V字経営のV字には3つの意味があります。

第1は「V字回復」のV。
第2は企業が目指すべき「Vision」のV。
第3は渡り鳥が編隊を組んで跳ぶ「V字編隊飛行」のV。V字編隊は「理想の会社」の姿といわれています。

「V字回復」は企業人の憧れです。どんな企業も大きな危機に陥る時がありますが、その際、「環境の変化に適応できない自分がいけない」と気づける企業は、立ち直る力を持っています。
真摯にお客様の声に耳を傾け、そこからヒントを得て自分の考え方・行動・売るモノを改めれば、いずれお客様に伝わります。そして、さらに成長するでしょう。

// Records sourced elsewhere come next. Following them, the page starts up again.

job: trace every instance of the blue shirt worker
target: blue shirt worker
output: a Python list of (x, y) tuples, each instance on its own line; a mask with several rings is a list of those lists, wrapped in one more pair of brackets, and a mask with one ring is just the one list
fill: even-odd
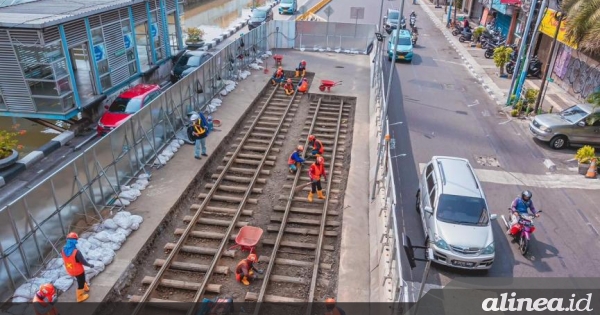
[(290, 158), (288, 159), (290, 173), (295, 173), (300, 168), (300, 164), (304, 163), (305, 160), (300, 156), (303, 151), (304, 147), (299, 145), (298, 148), (296, 148), (296, 151), (290, 155)]

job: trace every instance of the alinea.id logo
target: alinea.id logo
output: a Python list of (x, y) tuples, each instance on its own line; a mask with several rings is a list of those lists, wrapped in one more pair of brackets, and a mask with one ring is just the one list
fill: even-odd
[(481, 308), (486, 312), (523, 312), (523, 311), (551, 311), (551, 312), (591, 312), (592, 294), (588, 293), (583, 298), (577, 299), (576, 294), (571, 294), (570, 299), (563, 298), (516, 298), (517, 293), (500, 294), (500, 298), (487, 298), (481, 303)]

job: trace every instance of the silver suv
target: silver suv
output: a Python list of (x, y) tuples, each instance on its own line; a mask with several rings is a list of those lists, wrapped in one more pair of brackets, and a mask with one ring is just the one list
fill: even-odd
[(433, 261), (462, 269), (487, 270), (495, 257), (487, 201), (468, 160), (434, 156), (425, 165), (417, 211)]
[(578, 104), (558, 114), (537, 115), (529, 123), (529, 130), (555, 150), (569, 144), (600, 145), (600, 107)]
[(400, 24), (400, 11), (394, 9), (388, 9), (387, 15), (383, 17), (383, 27), (388, 34), (391, 34), (393, 30), (398, 29)]

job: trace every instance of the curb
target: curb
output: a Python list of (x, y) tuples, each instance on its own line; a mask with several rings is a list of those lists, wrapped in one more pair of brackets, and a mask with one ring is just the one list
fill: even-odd
[(440, 22), (437, 19), (437, 16), (429, 8), (429, 6), (423, 3), (423, 1), (419, 1), (419, 5), (421, 6), (421, 8), (423, 8), (425, 13), (427, 13), (433, 24), (435, 24), (437, 28), (440, 29), (444, 37), (446, 37), (446, 39), (448, 40), (448, 43), (452, 45), (452, 48), (456, 50), (459, 57), (465, 63), (465, 66), (469, 69), (471, 75), (481, 84), (481, 87), (483, 87), (490, 99), (492, 99), (492, 101), (494, 101), (496, 105), (504, 108), (505, 104), (502, 101), (504, 99), (504, 93), (502, 93), (502, 90), (496, 85), (496, 83), (494, 83), (492, 78), (490, 78), (490, 76), (485, 72), (485, 70), (483, 70), (481, 65), (479, 65), (479, 63), (475, 61), (475, 58), (473, 58), (473, 56), (469, 54), (467, 49), (463, 47), (463, 45), (458, 41), (458, 39), (456, 39), (452, 35), (452, 33), (448, 29), (446, 29), (442, 22)]
[(37, 150), (27, 154), (22, 159), (15, 162), (14, 165), (0, 172), (0, 187), (5, 186), (9, 181), (24, 172), (31, 165), (50, 155), (50, 153), (58, 150), (60, 147), (67, 144), (75, 137), (72, 131), (65, 131), (60, 135), (52, 138), (48, 143), (39, 147)]
[[(273, 8), (276, 5), (277, 5), (277, 2), (272, 2), (271, 4), (269, 4), (269, 7)], [(223, 32), (221, 35), (213, 38), (213, 40), (207, 42), (204, 45), (204, 47), (202, 47), (199, 50), (207, 51), (207, 50), (215, 48), (219, 43), (224, 41), (226, 38), (233, 36), (233, 34), (237, 33), (239, 30), (241, 30), (246, 25), (248, 25), (249, 20), (250, 20), (250, 18), (247, 18), (245, 21), (239, 22), (239, 23), (235, 24), (234, 26), (229, 27), (225, 32)]]

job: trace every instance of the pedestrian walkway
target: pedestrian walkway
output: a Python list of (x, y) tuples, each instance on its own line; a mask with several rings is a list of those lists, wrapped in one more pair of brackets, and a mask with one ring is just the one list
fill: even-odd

逆に沈み続ける会社は、その原因を景気や取引先など他者や環境のせいにし、自分は悪くないと、やり方を変えません。「自責で考えれば知恵が出る。他責で考えれば愚痴が出る」。当社のVには、「常に自責で考え続けよう」のメッセージを込めています。

「Vision」は企業経営に欠かせません。目指す方向がわかれば社員は安心して仕事に打ち込めるからです。
ビジョン実現のために「君の力が必要だ」と社長から言われれば、社員は進んで協力するでしょう。つまい、ビジョンはモチベーションの源なのです。
国内市場は成熟し尽くし、同じことの繰り返しでは未来がないと誰もが知っています。そんな今こそ、ビジョンを描き実現を目指す会社=ビジョナリーカンパニーが必要です。 Visionary Companyが増えれば、全ステークホルダーに希望を与える。そんな「V」を増やしたいという思いを込めました。

「 V字編隊飛行」は、理想の会社の形です。
経営者はV字回復という「結果」だけでなく、問題発生時に困難を乗り越えて回復できる「体質」も求めています。
また、社内から次々とアイデアが湧き出る自由闊達な面や、一度決めた施策をやり遂げる粘り強さを持つことも、理想の会社の姿といえます。
この理想の会社の姿を、私は下図のような、渡り鳥のV編隊飛行(雁行)に例えました。

渡り鳥のV字編隊の化学的根拠は、英ロンドン大学やオックスフォード大学などの研究で近年明らかになっています。
それによると、大型の鳥が飛ぶと翼の先端から斜め後方に上昇気流が発生し、後続の鳥はその浮力を利用することで、エネルギーの消耗を防げるそう。
結果、同じエネルギーでも推進力が50~70%アップするのです。

さらに、力の強い鳥は前の方を、そうでない鳥は後方を飛びます。時には疲労度の高い先頭は後方の鳥と交替して飛ぶので、どの鳥にも「チーム」という当事者意識が生まれます。
お互いに助け合いながら、落伍者を出さずに長距離飛行できる理想的な姿。これこそが理想の会社の形です。

逆に右の図は、力のあるリーダー鳥が先頭で後続を引っ張る「縦列編隊」。
これは、渡り鳥の世界ではあり得ません。
自然の理に反して非効率であり、先頭が疲れたら全体が終わってしまうからです。

右の図のように飛んでいる会社を、左のような「V字」に飛ぶ会社にすることも、私のミッションだと捉え、社名に思いを込めました。